The Daily Caller email struck us as lifting a curtain on an interesting piece of journalistic tradecraft, and a fairly extreme instance of it, making it useful and interesting to readers.

The competing impulse isn't ethics of any particular sort. It's solidarity among reporters, and the longstanding distaste for what used to be called "queering" someone else's story by allowing a political organization to direct an answer to someone other than the questioner. That's not a practice that anyone but the most domesticated news organization wants to encourage. It's one thing to print an email that actually reveals something about the way the press works, another just to take someone else's story.

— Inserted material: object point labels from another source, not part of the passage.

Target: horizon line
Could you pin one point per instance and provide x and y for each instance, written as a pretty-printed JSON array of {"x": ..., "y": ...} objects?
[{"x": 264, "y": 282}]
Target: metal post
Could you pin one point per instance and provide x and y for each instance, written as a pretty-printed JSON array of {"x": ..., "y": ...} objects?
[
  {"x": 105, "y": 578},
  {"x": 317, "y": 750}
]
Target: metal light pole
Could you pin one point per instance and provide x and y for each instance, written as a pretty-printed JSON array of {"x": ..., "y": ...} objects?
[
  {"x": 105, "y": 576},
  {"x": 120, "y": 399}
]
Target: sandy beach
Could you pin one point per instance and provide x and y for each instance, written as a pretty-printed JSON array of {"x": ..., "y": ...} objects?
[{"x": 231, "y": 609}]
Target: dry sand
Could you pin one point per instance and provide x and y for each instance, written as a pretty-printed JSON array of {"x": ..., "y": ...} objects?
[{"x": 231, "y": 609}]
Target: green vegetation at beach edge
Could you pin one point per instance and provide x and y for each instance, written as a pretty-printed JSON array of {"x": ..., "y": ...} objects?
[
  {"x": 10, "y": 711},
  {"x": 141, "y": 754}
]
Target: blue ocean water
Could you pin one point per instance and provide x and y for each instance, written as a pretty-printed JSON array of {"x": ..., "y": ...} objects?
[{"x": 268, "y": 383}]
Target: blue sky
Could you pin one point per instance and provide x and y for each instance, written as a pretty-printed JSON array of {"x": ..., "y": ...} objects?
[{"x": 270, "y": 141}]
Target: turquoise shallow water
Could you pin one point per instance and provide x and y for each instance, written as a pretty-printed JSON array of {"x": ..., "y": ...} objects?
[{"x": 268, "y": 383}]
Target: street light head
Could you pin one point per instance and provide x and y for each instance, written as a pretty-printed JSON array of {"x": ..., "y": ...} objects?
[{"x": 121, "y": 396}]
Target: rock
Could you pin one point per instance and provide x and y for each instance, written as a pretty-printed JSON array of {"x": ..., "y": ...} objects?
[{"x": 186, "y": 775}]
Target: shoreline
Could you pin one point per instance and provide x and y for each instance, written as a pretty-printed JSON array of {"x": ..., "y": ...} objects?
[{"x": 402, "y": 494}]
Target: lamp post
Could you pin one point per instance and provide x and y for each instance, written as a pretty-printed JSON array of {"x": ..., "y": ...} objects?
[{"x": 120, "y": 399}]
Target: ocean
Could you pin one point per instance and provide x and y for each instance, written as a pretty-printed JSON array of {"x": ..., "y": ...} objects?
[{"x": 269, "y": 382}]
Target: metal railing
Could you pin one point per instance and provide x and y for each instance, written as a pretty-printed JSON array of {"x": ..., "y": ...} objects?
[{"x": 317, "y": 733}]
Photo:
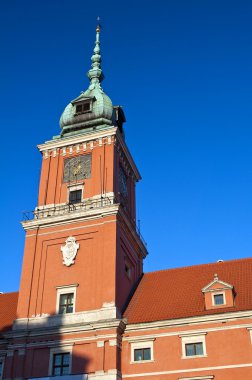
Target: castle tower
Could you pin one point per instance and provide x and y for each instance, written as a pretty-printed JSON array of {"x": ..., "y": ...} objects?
[{"x": 83, "y": 254}]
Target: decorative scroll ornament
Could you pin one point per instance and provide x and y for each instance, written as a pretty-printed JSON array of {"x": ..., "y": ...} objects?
[{"x": 69, "y": 251}]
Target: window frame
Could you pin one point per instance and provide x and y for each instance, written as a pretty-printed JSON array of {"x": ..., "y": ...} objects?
[
  {"x": 194, "y": 345},
  {"x": 67, "y": 305},
  {"x": 191, "y": 339},
  {"x": 60, "y": 350},
  {"x": 62, "y": 290},
  {"x": 1, "y": 362},
  {"x": 61, "y": 366},
  {"x": 75, "y": 191},
  {"x": 141, "y": 345},
  {"x": 75, "y": 187},
  {"x": 218, "y": 294},
  {"x": 82, "y": 104}
]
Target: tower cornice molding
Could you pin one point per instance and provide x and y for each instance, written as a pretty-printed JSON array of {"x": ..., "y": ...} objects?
[
  {"x": 73, "y": 140},
  {"x": 84, "y": 143},
  {"x": 74, "y": 217}
]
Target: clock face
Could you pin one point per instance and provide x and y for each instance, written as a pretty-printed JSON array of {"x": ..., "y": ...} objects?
[
  {"x": 77, "y": 168},
  {"x": 123, "y": 188}
]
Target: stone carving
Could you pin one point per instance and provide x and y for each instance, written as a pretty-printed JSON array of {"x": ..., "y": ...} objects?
[{"x": 69, "y": 251}]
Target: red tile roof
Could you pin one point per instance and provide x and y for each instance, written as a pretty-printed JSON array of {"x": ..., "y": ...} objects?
[
  {"x": 176, "y": 293},
  {"x": 8, "y": 308}
]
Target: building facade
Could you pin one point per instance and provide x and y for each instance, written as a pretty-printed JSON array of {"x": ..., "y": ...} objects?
[{"x": 85, "y": 309}]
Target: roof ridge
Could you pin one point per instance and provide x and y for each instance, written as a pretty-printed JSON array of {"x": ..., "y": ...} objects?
[
  {"x": 200, "y": 265},
  {"x": 4, "y": 294}
]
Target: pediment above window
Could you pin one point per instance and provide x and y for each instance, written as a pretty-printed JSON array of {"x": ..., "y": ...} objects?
[{"x": 218, "y": 294}]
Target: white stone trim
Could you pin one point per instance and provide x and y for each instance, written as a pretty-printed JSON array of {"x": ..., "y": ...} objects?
[
  {"x": 143, "y": 344},
  {"x": 75, "y": 187},
  {"x": 65, "y": 289},
  {"x": 193, "y": 338},
  {"x": 224, "y": 285},
  {"x": 100, "y": 343},
  {"x": 203, "y": 319},
  {"x": 60, "y": 350},
  {"x": 84, "y": 317},
  {"x": 209, "y": 377},
  {"x": 172, "y": 372},
  {"x": 78, "y": 215},
  {"x": 71, "y": 229},
  {"x": 218, "y": 293}
]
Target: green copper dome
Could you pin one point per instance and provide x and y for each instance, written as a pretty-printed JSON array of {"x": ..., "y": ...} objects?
[{"x": 92, "y": 109}]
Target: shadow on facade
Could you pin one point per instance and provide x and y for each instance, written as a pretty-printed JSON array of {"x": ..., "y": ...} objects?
[{"x": 44, "y": 347}]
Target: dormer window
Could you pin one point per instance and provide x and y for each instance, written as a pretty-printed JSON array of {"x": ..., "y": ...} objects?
[
  {"x": 83, "y": 107},
  {"x": 219, "y": 299},
  {"x": 218, "y": 294}
]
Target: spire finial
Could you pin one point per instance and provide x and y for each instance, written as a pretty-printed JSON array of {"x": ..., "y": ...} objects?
[
  {"x": 98, "y": 28},
  {"x": 95, "y": 74}
]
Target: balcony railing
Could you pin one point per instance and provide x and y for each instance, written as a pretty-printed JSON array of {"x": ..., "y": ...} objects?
[
  {"x": 63, "y": 377},
  {"x": 87, "y": 205}
]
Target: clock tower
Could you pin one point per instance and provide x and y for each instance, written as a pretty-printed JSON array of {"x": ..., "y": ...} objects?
[{"x": 83, "y": 254}]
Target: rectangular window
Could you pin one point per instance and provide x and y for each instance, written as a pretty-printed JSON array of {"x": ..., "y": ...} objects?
[
  {"x": 84, "y": 107},
  {"x": 219, "y": 299},
  {"x": 61, "y": 364},
  {"x": 142, "y": 354},
  {"x": 194, "y": 349},
  {"x": 1, "y": 369},
  {"x": 66, "y": 303},
  {"x": 75, "y": 196}
]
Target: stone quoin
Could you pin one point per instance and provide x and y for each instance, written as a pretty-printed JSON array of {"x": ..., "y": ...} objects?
[{"x": 85, "y": 308}]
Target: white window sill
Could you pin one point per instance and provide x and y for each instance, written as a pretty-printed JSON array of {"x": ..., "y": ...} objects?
[{"x": 193, "y": 356}]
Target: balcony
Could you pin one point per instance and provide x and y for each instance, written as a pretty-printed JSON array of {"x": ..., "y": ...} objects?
[
  {"x": 64, "y": 377},
  {"x": 89, "y": 205},
  {"x": 63, "y": 209}
]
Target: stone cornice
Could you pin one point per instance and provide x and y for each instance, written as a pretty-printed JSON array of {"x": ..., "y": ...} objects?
[
  {"x": 71, "y": 217},
  {"x": 211, "y": 318},
  {"x": 75, "y": 143},
  {"x": 69, "y": 141},
  {"x": 48, "y": 325}
]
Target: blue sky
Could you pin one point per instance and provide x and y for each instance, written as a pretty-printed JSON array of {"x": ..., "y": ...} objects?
[{"x": 182, "y": 71}]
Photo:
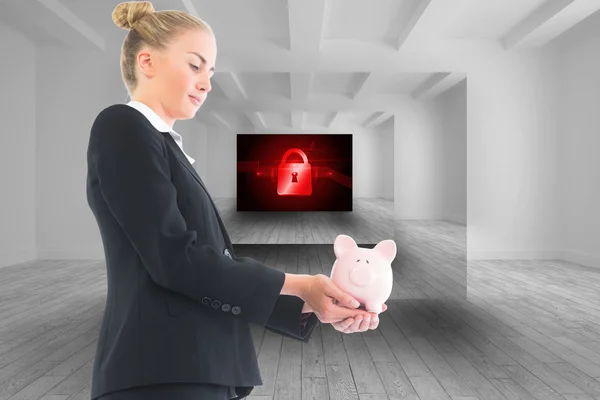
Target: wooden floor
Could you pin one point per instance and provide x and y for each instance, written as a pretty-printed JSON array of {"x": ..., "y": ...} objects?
[
  {"x": 371, "y": 221},
  {"x": 522, "y": 329}
]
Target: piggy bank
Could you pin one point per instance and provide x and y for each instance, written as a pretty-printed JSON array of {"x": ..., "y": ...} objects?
[{"x": 365, "y": 274}]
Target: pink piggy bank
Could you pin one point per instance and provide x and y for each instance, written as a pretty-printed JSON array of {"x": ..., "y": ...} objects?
[{"x": 365, "y": 274}]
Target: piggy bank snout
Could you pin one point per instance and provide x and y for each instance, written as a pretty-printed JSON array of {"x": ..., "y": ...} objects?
[{"x": 361, "y": 276}]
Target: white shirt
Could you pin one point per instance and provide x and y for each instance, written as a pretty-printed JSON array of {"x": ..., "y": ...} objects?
[{"x": 159, "y": 124}]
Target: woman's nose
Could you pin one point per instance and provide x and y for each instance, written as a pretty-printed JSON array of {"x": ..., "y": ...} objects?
[{"x": 204, "y": 85}]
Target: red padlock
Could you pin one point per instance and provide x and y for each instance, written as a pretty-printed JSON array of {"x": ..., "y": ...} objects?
[{"x": 294, "y": 179}]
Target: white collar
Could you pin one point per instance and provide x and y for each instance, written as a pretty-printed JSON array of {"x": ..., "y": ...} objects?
[{"x": 159, "y": 124}]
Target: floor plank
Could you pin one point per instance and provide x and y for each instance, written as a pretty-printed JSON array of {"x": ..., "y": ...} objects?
[{"x": 486, "y": 329}]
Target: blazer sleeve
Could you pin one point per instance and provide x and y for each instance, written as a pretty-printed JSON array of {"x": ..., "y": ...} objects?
[
  {"x": 134, "y": 178},
  {"x": 288, "y": 320}
]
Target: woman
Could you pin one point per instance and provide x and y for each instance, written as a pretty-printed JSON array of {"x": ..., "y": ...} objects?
[{"x": 179, "y": 301}]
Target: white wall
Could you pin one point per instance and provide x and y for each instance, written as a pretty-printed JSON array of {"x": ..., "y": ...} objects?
[
  {"x": 418, "y": 162},
  {"x": 579, "y": 141},
  {"x": 367, "y": 169},
  {"x": 18, "y": 104},
  {"x": 451, "y": 108},
  {"x": 386, "y": 158},
  {"x": 512, "y": 169}
]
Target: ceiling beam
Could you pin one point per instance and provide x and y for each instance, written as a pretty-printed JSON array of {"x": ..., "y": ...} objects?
[
  {"x": 332, "y": 118},
  {"x": 377, "y": 118},
  {"x": 306, "y": 20},
  {"x": 297, "y": 118},
  {"x": 317, "y": 103},
  {"x": 256, "y": 119},
  {"x": 300, "y": 84},
  {"x": 230, "y": 84},
  {"x": 215, "y": 115},
  {"x": 437, "y": 84},
  {"x": 368, "y": 84},
  {"x": 548, "y": 21},
  {"x": 74, "y": 22},
  {"x": 418, "y": 12}
]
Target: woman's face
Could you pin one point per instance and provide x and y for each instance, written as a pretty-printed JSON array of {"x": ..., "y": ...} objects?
[{"x": 180, "y": 75}]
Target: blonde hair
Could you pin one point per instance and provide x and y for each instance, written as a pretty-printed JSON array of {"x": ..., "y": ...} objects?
[{"x": 148, "y": 27}]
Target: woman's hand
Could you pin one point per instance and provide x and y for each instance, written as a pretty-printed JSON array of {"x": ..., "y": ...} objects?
[
  {"x": 359, "y": 324},
  {"x": 320, "y": 295}
]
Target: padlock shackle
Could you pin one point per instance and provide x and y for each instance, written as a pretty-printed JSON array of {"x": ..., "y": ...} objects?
[{"x": 290, "y": 151}]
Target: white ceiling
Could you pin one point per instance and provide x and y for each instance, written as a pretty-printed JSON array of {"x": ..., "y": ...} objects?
[{"x": 317, "y": 64}]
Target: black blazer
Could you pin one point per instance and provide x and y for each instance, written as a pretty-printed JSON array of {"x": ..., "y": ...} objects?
[{"x": 179, "y": 301}]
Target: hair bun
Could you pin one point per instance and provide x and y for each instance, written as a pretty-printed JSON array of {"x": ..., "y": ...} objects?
[{"x": 126, "y": 14}]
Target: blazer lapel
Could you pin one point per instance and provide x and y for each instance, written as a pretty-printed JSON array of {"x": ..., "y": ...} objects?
[{"x": 186, "y": 163}]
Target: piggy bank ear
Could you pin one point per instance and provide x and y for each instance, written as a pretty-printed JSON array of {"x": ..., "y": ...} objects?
[
  {"x": 387, "y": 249},
  {"x": 343, "y": 243}
]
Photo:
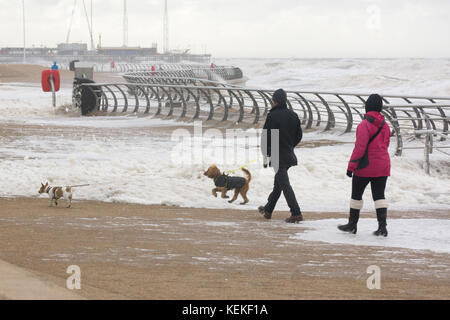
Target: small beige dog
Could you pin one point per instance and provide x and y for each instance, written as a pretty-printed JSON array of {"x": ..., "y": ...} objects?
[
  {"x": 223, "y": 183},
  {"x": 56, "y": 193}
]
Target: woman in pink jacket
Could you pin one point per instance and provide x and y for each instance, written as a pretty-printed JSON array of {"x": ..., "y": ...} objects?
[{"x": 373, "y": 132}]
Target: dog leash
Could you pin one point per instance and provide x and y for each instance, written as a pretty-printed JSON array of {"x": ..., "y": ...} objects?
[{"x": 233, "y": 171}]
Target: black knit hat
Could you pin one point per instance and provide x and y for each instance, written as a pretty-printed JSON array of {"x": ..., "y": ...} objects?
[
  {"x": 280, "y": 97},
  {"x": 374, "y": 103}
]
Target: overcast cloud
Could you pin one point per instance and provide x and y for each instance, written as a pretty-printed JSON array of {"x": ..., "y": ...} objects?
[{"x": 245, "y": 28}]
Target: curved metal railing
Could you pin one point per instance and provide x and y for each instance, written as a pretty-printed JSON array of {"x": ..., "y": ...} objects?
[
  {"x": 216, "y": 73},
  {"x": 192, "y": 98}
]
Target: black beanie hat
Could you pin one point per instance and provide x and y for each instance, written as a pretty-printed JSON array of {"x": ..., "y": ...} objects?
[
  {"x": 280, "y": 97},
  {"x": 374, "y": 103}
]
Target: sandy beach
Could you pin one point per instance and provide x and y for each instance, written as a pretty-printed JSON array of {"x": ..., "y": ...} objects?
[{"x": 128, "y": 251}]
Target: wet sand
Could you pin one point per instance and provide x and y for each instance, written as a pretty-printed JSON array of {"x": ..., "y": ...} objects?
[{"x": 128, "y": 251}]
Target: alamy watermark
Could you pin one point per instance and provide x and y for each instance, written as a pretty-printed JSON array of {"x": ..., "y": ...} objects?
[
  {"x": 222, "y": 146},
  {"x": 73, "y": 282},
  {"x": 374, "y": 281}
]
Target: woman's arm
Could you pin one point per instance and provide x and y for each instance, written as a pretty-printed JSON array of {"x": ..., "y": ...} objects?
[{"x": 362, "y": 138}]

That's why, when another response to a question from Boyle, this time from Harry Reid's office, arrived unsolicited at BuzzFeed, we forwarded it on to Boyle, prompting understandable irritation from Reid's aide and, because no good deed goes unpunished, howls from the Caller that we are in the Democrats' pocket.

The undertone of the conflict between the DNC and the Caller is the rebirth of a vibrant partisan media. There are now news outlets like ThinkProgress and the Free Beacon that are explicitly part of partisan organizations. Others, like the Caller and TPM, are independent but aligned with one of Washington's two sides. Do press aides have the same responsibilities to reporters from partisan organizations as to those from outfits, from BuzzFeed to the Post, whose stance is more traditional, and neutral? The working compromise seems to be that relationships are personal, and reporters value personal reputations for fairness. But this can only strain further as the trend toward partisanship continues; one could imagine, say, the DNC hiring its own reporters. Would, or should, the RNC take their calls?